Methods This paper reports on the qualitative component of a mixed-method study. Twenty-six children and their families were recruited from children's hospices across the UK. All children had a diagnosis of either Mucopolysaccharide disease (MPS) or Batten disease. These rare life-limiting conditions are characterised by progressive and permanent loss of physical and cognitive function. Using Grounded Theory as the guiding methodology, parents, siblings and practitioners were interviewed to document the symptom profile and family experiences of caring for a child with a rare life-limiting condition.

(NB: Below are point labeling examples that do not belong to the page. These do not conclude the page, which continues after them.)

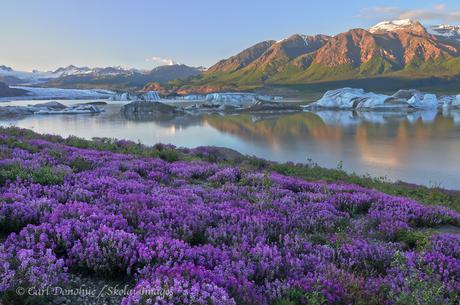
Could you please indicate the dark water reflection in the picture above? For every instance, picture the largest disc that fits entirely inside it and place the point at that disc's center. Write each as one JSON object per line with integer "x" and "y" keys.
{"x": 418, "y": 147}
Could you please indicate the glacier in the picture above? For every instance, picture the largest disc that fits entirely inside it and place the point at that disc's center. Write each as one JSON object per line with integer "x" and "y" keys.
{"x": 37, "y": 93}
{"x": 149, "y": 96}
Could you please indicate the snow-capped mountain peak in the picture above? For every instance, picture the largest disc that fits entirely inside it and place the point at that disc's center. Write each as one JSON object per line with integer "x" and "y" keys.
{"x": 71, "y": 70}
{"x": 5, "y": 68}
{"x": 390, "y": 26}
{"x": 446, "y": 31}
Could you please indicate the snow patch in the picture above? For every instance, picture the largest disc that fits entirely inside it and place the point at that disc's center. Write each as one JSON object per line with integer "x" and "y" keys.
{"x": 389, "y": 26}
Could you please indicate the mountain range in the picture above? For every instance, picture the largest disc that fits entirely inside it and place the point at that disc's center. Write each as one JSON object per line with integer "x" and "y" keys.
{"x": 104, "y": 78}
{"x": 386, "y": 57}
{"x": 402, "y": 50}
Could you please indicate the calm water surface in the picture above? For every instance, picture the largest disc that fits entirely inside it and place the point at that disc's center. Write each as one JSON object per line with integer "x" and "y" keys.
{"x": 417, "y": 147}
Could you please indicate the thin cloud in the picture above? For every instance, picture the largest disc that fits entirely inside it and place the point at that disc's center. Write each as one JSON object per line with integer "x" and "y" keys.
{"x": 440, "y": 12}
{"x": 161, "y": 61}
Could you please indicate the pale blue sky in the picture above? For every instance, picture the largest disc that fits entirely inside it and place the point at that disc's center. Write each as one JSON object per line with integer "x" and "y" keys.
{"x": 46, "y": 34}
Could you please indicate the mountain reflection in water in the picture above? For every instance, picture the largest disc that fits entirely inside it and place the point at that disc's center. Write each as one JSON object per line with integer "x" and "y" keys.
{"x": 419, "y": 147}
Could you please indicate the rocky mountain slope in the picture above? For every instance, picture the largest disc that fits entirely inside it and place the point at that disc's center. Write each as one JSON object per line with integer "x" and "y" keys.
{"x": 402, "y": 49}
{"x": 6, "y": 91}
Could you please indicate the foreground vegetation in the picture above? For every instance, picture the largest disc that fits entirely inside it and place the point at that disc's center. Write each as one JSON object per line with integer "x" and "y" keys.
{"x": 209, "y": 226}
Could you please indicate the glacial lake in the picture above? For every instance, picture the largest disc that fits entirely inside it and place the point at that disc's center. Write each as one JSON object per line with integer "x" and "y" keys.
{"x": 415, "y": 147}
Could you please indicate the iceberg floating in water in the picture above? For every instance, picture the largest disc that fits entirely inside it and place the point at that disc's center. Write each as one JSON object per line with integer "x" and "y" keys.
{"x": 36, "y": 93}
{"x": 79, "y": 109}
{"x": 149, "y": 96}
{"x": 351, "y": 98}
{"x": 424, "y": 101}
{"x": 239, "y": 99}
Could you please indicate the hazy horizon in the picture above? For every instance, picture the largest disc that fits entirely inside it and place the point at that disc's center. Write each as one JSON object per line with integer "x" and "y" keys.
{"x": 143, "y": 34}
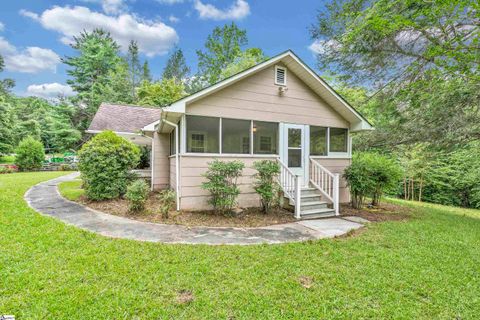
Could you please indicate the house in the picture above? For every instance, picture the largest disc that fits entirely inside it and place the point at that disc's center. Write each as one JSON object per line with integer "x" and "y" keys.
{"x": 279, "y": 110}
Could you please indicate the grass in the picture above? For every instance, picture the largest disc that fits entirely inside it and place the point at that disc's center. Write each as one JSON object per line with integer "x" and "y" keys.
{"x": 72, "y": 190}
{"x": 7, "y": 159}
{"x": 424, "y": 268}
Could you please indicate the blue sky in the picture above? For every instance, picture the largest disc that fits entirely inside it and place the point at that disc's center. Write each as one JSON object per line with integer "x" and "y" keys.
{"x": 34, "y": 35}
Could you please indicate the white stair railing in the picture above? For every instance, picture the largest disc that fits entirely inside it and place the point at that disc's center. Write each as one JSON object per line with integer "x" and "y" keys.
{"x": 290, "y": 184}
{"x": 326, "y": 182}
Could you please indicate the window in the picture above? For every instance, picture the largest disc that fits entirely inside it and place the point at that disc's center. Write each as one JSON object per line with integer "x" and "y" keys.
{"x": 280, "y": 76}
{"x": 265, "y": 137}
{"x": 202, "y": 134}
{"x": 338, "y": 140}
{"x": 235, "y": 136}
{"x": 318, "y": 141}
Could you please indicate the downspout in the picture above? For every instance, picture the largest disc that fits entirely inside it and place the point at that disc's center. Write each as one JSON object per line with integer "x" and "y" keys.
{"x": 177, "y": 162}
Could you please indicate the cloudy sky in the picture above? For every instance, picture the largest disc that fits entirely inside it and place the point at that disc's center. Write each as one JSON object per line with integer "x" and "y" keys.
{"x": 35, "y": 34}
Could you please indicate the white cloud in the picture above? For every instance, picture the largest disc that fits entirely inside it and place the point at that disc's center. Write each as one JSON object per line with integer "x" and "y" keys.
{"x": 169, "y": 1}
{"x": 29, "y": 60}
{"x": 173, "y": 19}
{"x": 238, "y": 10}
{"x": 50, "y": 90}
{"x": 321, "y": 46}
{"x": 153, "y": 37}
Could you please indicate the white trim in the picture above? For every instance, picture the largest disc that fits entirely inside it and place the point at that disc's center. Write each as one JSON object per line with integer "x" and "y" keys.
{"x": 284, "y": 84}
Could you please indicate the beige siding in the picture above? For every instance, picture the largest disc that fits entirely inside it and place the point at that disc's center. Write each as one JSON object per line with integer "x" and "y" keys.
{"x": 161, "y": 162}
{"x": 257, "y": 98}
{"x": 195, "y": 198}
{"x": 337, "y": 166}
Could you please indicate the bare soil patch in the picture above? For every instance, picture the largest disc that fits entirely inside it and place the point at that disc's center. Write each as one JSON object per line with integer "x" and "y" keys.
{"x": 384, "y": 212}
{"x": 250, "y": 217}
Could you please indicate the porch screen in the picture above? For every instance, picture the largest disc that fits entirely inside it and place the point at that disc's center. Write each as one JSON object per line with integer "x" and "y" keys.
{"x": 265, "y": 137}
{"x": 338, "y": 140}
{"x": 235, "y": 136}
{"x": 203, "y": 134}
{"x": 318, "y": 141}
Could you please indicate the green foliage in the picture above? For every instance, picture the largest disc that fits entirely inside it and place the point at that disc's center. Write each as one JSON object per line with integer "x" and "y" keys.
{"x": 371, "y": 175}
{"x": 176, "y": 67}
{"x": 221, "y": 49}
{"x": 245, "y": 60}
{"x": 266, "y": 184}
{"x": 90, "y": 70}
{"x": 222, "y": 184}
{"x": 167, "y": 199}
{"x": 160, "y": 93}
{"x": 30, "y": 154}
{"x": 105, "y": 164}
{"x": 137, "y": 195}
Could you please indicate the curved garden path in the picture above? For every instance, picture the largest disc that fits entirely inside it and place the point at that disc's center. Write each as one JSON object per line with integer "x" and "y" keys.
{"x": 45, "y": 198}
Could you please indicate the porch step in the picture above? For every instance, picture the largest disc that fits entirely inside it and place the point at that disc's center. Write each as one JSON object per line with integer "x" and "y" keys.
{"x": 317, "y": 213}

Results The early years of supporting a child with MPS or Batten disease, before a firm diagnosis is made, are fraught with uncertainty. Parents struggle to manage the psychosocial impact of these rare conditions which have highly visible symptoms (such as aggression and hyperactivity).
Although parents begin to suspect that something is not quite right with their child from an early age, the rarity of these conditions precludes securing a rapid differential diagnosis. Between first noticing symptoms to the point of diagnosis parents often struggled with how friends, family and members of the public responded to them and, in particular, how their identity as a parent was challenged. During this time, parents report receiving little professional support, despite numerous contacts with multiple practitioners.
Following diagnosis the narrative arc changed. Many parents began to feel more reassured that their parenting was not to blame for on-going physical or behavioural difficulties.
Conclusions Improved supports are required for parents with young children with complex symptoms in the time before a diagnosis is reached. Practitioners involved in routine developmental monitoring, (health visitors and GPs) and symptom-specific specialists, could support parents to keep a symptom diary to routinely document symptoms. Recording troubling and unexplained symptoms will increase parental self-efficacy and provide clinicians with detailed symptom descriptions which may not be apparent during consultations.